Bei Marx gibt es keine Wahrheit ohne Ideologie, gerade weil die Wahrheit notwendig verschleiert wird oder von der Verschleierung bedroht ist. Die erste und einfachste Form gibt es bei Marx auf der Ebene des kapitalistischen Tausches: Auf den ‚ersten Blick‘ ist der Tausch Arbeitskraft gegen Lohn fair. Ich verkaufe meine Arbeitskraft und bekomme dafür entsprechenden Lohn – alles geht mit rechten Dingen zu. Auf den ‚zweiten Blick‘ ist der Tausch dann aber – in Wahrheit – Ausbeutung, weil der Mehrwert im Kapitalismus nur durch die unbezahlte Mehrarbeit der Arbeiter zustande kommen kann. Diese Ausbeutung erscheint aber nicht zufällig als fair, nicht, weil einige nicht ‚schlau‘ genug sind. Im Gegenteil muss diese Ausbeutung systematisch, notwendig als fair erscheinen, weil die Wahrheit ständig von der Ideologie verdeckt wird. Die Wahrheit existiert also nur zusammen mit ihrer Verschleierung. Schon in der Theorie ist die Wahrheit des Marxismus also notwendig prekär, das Ergebnis von intellektueller Arbeit und langen historischen Kämpfen. Die Wahrheit der marxistischen Klassiker ist instabil, zerbrechlich, immer wieder bedroht von historischen und politischen Angriffen. Die Wahrheit muss also, im Umkehrschluss, beschützt werden, sie muss gestärkt und genährt werden. Das bedeutet, dass Kritik an der THEORIE eigentlich nur die narrative Form des ‚Weitererzählens‘ und ‚Ausbuchstabierens‘ haben kann. Alles andere würde die prekäre Existenz der Wahrheit bedrohen.
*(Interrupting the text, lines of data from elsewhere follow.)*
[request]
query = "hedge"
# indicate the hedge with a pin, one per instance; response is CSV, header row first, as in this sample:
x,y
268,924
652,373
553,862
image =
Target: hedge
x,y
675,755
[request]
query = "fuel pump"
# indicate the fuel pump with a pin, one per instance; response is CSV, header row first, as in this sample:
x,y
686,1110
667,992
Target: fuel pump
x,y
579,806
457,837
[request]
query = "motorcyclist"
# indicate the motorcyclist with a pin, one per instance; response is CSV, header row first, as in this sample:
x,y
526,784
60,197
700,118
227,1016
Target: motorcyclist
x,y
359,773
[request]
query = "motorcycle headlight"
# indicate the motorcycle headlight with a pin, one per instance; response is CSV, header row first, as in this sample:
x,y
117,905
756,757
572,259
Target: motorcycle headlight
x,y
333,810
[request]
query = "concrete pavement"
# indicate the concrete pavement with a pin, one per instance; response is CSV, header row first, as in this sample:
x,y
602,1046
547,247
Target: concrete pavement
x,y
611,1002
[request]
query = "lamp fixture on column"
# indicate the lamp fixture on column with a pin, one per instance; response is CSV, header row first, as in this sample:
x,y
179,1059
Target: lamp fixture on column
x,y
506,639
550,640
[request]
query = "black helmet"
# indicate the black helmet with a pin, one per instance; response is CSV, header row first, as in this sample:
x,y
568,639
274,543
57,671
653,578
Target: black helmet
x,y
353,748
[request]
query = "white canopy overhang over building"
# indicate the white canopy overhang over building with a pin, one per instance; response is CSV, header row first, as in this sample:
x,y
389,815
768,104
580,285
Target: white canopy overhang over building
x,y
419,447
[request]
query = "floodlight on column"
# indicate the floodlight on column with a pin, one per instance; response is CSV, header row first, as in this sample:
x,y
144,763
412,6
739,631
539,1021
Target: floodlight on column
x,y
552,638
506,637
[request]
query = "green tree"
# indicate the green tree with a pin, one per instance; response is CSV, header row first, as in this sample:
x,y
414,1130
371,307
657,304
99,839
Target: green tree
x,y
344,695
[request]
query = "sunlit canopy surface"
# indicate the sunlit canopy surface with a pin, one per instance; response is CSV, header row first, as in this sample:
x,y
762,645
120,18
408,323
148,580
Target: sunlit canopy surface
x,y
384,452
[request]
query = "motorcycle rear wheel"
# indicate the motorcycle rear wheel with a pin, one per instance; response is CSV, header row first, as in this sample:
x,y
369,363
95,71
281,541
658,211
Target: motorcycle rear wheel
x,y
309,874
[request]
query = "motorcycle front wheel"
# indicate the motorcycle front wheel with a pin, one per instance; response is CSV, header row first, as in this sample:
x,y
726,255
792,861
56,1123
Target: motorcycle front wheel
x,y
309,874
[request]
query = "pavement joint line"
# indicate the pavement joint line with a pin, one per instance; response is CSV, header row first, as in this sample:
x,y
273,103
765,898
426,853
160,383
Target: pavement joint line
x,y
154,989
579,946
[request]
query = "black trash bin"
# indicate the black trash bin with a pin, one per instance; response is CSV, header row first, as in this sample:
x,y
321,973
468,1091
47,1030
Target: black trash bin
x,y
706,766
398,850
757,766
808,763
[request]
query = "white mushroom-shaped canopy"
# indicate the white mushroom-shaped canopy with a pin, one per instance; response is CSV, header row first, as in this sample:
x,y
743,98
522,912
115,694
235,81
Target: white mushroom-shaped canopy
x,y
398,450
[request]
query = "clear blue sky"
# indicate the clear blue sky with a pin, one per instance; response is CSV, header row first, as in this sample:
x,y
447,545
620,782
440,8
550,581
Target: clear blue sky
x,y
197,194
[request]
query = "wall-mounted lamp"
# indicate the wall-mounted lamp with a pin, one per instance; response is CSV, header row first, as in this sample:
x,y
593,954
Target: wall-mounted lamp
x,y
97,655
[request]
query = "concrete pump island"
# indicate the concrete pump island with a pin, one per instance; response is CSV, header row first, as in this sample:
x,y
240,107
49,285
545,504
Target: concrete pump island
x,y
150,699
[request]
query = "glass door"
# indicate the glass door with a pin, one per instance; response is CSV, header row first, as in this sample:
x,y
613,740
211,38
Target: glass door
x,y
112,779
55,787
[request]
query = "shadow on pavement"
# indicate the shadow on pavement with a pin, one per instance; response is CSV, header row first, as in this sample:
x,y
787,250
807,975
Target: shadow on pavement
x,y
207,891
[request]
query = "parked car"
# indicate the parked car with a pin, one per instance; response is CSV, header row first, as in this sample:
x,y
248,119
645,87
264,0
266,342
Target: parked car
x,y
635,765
Abgesehen davon, dass man aus poststrukturalistischer Sicht alle möglichen Einwände gegen diesen starken Wahrheitsbegriff formulieren könnte, ist die spannende Frage doch: Ist diese Prekarität der Wahrheit und die damit zusammenhängende Art der ‚weitererzählenden‘ und ‚ausbuchstabierenden‘ Kritik nicht gerade das charakteristische der marxistischen Theorietradition? Und, um mich auf sehr dünnes Eis zu begeben, ist diese prekäre Rolle der Wahrheit nicht auch ein Grund dafür, dass linke Politik seit jeher fasziniert ist von der Wahrheit, sich streitet, teilt, ausschließt? Strategische und taktische Vorteile opfert um die prekäre Wahrheit zu schützen?
In jedem Fall ist die Frage der Ideologie und der Prekarität der Wahrheit vielleicht ein und diesselbe und daher war die Lektüre von Althussers ‚Ideologie und ideologische Staatsapparate‘ ziemlich interessant. Ich hatte noch einige Überlegungen zum Begriff der Überdetermination, aber ich denke ich habe hier schon genug geschrieben und bin gespannt auf die weitere Diskussion!